Constructing 3D heterogeneous hydrogels from electrically manipulated prepolymer droplets and crosslinked microgels

• Published in: Science advances Vol. 2; no. 10; p. e1600964
• Main Authors: Chiang, Min-Yu, Hsu, Yao-Wen, Hsieh, Hsin-Yi, Chen, San-Yuan, Fan, Shih-Kang
• Format: Journal Article
• Language: English
• Published: United States American Association for the Advancement of Science 01.10.2016
• Subjects: Applied Physics; SciAdv r-articles; dielectrophoresis; electrowetting; Hydrogel; microfluidics
• ISSN: 2375-2548; 2375-2548
• DOI: 10.1126/sciadv.1600964

Formation of multifunctional, heterogeneous, and encoded hydrogel building blocks, or microgels, by crosslinking and assembly of microgels are two essential steps in establishing hierarchical, complicated, and three-dimensional (3D) hydrogel architectures that recapitulate natural and biological structures or originate new materials by design. However, for the variety of the hydrogel materials crosslinked differently and for the varied scales of microgels and architectures, the formation and assembly processes are usually performed separately, which increases the manufacturing complexity of designed hydrogel materials.
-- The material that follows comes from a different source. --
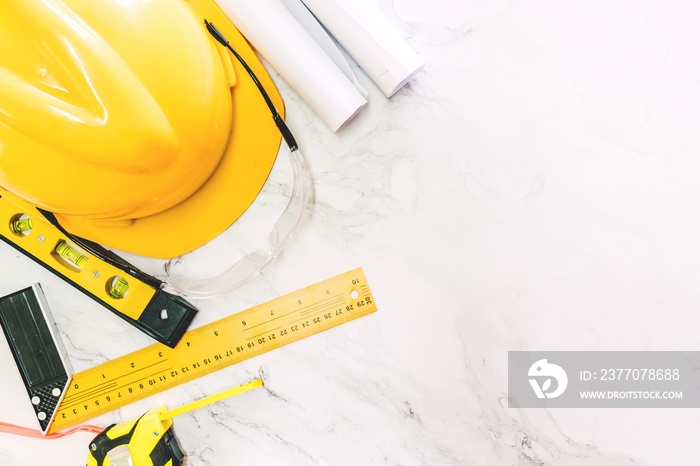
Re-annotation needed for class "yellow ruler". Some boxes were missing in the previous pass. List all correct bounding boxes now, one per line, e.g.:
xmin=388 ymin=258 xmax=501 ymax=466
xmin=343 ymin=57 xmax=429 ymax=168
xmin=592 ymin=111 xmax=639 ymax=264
xmin=49 ymin=268 xmax=377 ymax=432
We show the construction of hydrogel architectures through programmable formation and assembly on an electromicrofluidic platform, adopting two reciprocal electric manipulations (electrowetting and dielectrophoresis) to manipulate varied objects (i) in multiple phases, including prepolymer liquid droplets and crosslinked microgels, (ii) on a wide range of scales from micrometer functional particles or cells to millimeter-assembled hydrogel architectures, and (iii) with diverse properties, such as conductive and dielectric droplets that are photocrosslinkable, chemically crosslinkable, or thermally crosslinkable. Prepolymer droplets, particles, and dissolved molecules are electrically addressable to adjust the properties of the microgel building blocks in liquid phase that subsequently undergo crosslinking and assembly in a flexible sequence to accomplish heterogeneous and seamless hydrogel architectures. We expect the electromicrofluidic platform to become a general technique to obtain 3D complex architectures.